My personal favorite bit:

> 8) As far as I know, there is no programmatic way to `destroy` an existing pizza. `terraform destroy` is implemented on the client side, by consuming the pizza.

10/10 infrastructure-as-code-based humor.

robertclaus

7 hours ago

I laughed at "it's pretty good. It's all right. Regular Dominos."

SOLAR_FIELDS

8 hours ago

My problem with this approach is that I feel like it's the wrong tool for the job. Am I declaring the state of my pizza? Ordering pizza is inherently an imperative task, and unless we are willing to track the lifecycle of the delivery or the pizza itself I feel like we need to explore alternative solutions. Can any solutions engineers weigh in?

darylteo

8 hours ago

The solution here creates Orders, not Pizzas. Therefore the lifecycle of the delivery is captured by Order itself.

MNThomson

11 hours ago

Author here. I got nerdsniped at 2AM a few years back, never expected to see this on HN!

bostonsre

10 hours ago

Do you have to run destroy first to order the same order again a second time?

jen20

10 hours ago

I’d imagine taint would also do the trick.

benrutter

2 hours ago

This is excellent! Unnecessary thought though, I'm guessing it doesn't handle idempotency? I.e. if you run it twice, you'll get two pizzas?

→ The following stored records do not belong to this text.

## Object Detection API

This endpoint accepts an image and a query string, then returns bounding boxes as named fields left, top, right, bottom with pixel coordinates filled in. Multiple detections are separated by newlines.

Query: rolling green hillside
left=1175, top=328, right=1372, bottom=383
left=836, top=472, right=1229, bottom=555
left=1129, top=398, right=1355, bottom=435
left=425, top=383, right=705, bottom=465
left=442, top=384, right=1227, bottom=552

Curious how you'd ammend this in the design?

solatic

8 hours ago

Would be much more usable if it could be billed to AWS. Then I'd wire it up so my employer would be paying for a pizza with every new deployment...

benterix

3 hours ago

How do you imagine this? The underlying infra depends on the API, and the API requires a valid CC to order. Even if you know the CC data of your employer that is being used for AWS, and you decided to specify it in the configuration of Dominos Pizza TF provider, that would be no different from stealing someone else's money.

solatic

2 hours ago

I wasn't really being serious...

chrismarlow9

7 hours ago

Should be a makefile so you can type 'make pizza'

dgrin91

11 hours ago

Today I learned that dominos has a public API for ordering pizza? Or is this some reverse engineered shenanigans? I'm not a Domino's fan, but I need to find this pizzapi

MNThomson

10 hours ago

Angry 4AM reverse engineering. Why does the spinach addon require "f: {}" ???

fjaysdfsy

12 hours ago

I don't use Terraform/OpenTofu anymore. Thankfully you can enjoy this in Pulumi with their new TF provider support: https://www.pulumi.com/blog/any-terraform-provider

out-of-ideas

5 hours ago

oh, "any tf provider" support - i was going to say it at least supported some (esp when folks switched after the lic change); but nice indeed! i did not realize it was limited until now

choppaface

8 hours ago

“but use caution, since this is going to charge you money”

terraform apply ALWAYS charges you money!! Use caution because this action will put more on your plate not theoretically but *physically

tbrownaw

7 hours ago

Well, usually I think it charges your employer money.

But also a pizza probably costs a bit more than 15 minutes of whatever resource size you'd use for debugging tf configurations.

zufallsheld

6 hours ago

No, terraform apply will not always charge money. There are countless resources that do not cost any money.